Its more arresting feature is the line of gibbets, also painted blue, a hundred yards beyond the docks. Four consist of tall posts with single beams pointing at inbound ships as a warning. The Great Gibbet in the center, reserved for the most celebrated or vicious criminals, looks like a cross-staff. From its two transoms four prisoners can either swing in iron cages or, if banded, hang by chains directly.

Jeryon stands at the end of Hanosh’s main pier with the leaders of the Trust arrayed behind him. They are silent. The wind picks up. Tuse sways in his cage, pleading for Jeryon to understand. He sticks one bare foot through the bars. It dangles well above the tide. In time flesh will drip beneath it to be eaten by crabs. Livion and Solet snap and sway in their bands like broken pendulums. They can’t speak with the bits in their mouths, but they can moan. Their spit has dried up. Thirst scrapes in their throats like mice in a wall.

The wind gusts harder. A gale is moving in, strange for this season. The Great Gibbet twists, while the tide bursts over the pier. Its spray wails with the prisoners’ despair. Jeryon bathes in it, and he feels beautiful.

He turns to ask the Trust where the poth is, and he finds himself staring at the gibbet again with the Trust behind him. He turns the other way. The world turns with him. He can’t face the Trust. He can’t see their faces. He can hear them laughing.

Then he’s in the dinghy, filthy and contorted, clutching the tiller against a heaving sea. He closes his eyes again.
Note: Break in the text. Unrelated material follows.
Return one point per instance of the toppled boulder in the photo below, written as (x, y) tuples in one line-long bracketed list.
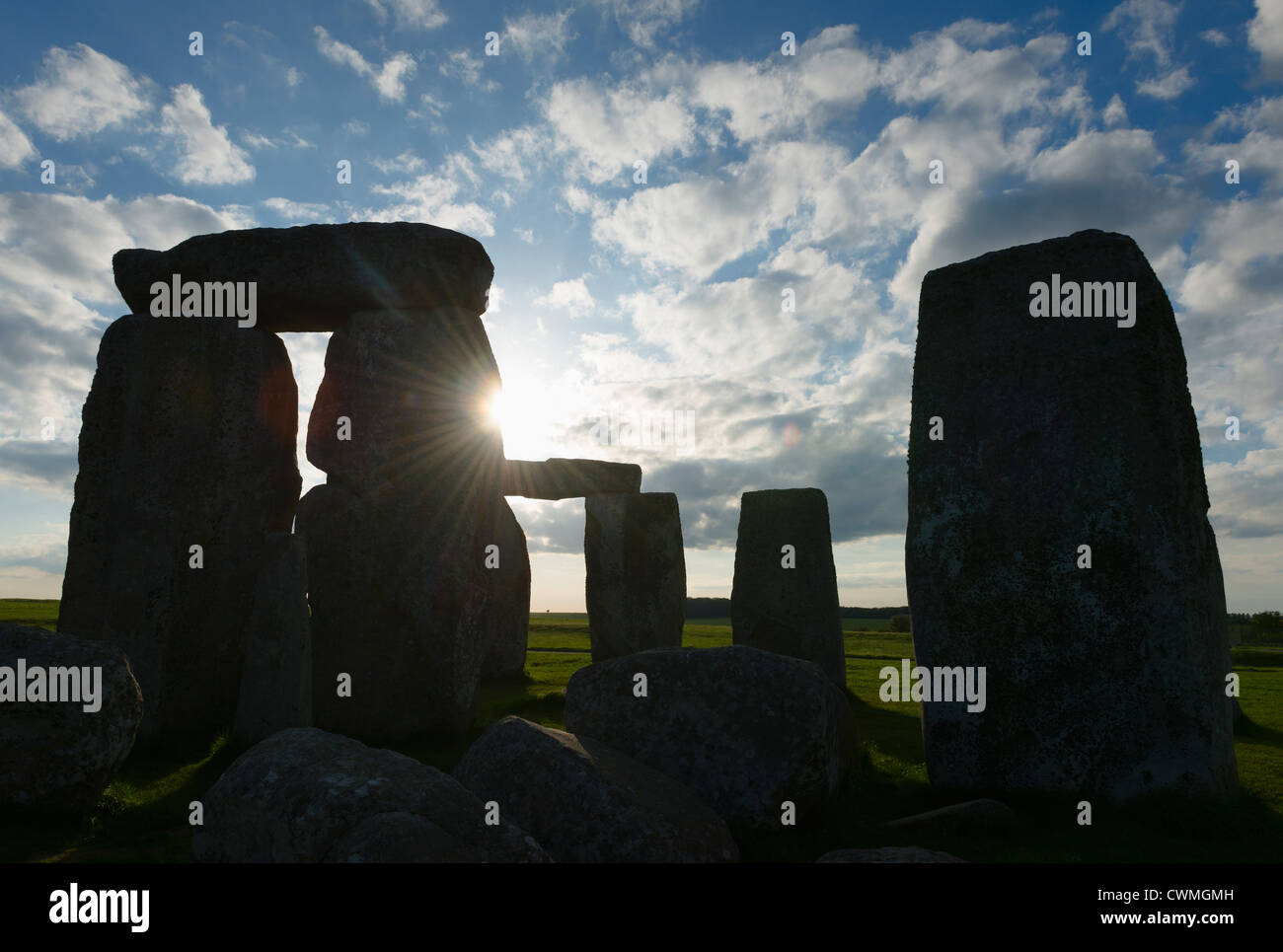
[(744, 729), (313, 277), (786, 593), (187, 464), (276, 687), (1057, 530), (585, 802), (636, 580), (68, 713), (307, 795)]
Something smacks his face. His eyes grind open. The poth holds a heavy bulb of smock above his lips. A wave makes her fall, and the bulb dives into his mouth. He sucks. Rainwater flows into the cracks in his tongue. It’s warm and sweet, and he’s drowning in it. He spits out the cloth and water. She sops more water from the bottom of the boat with her hem, braces herself, and wrings the water into his mouth. His head droops over the transom so the rain can fall down his throat while she sops up a third drink.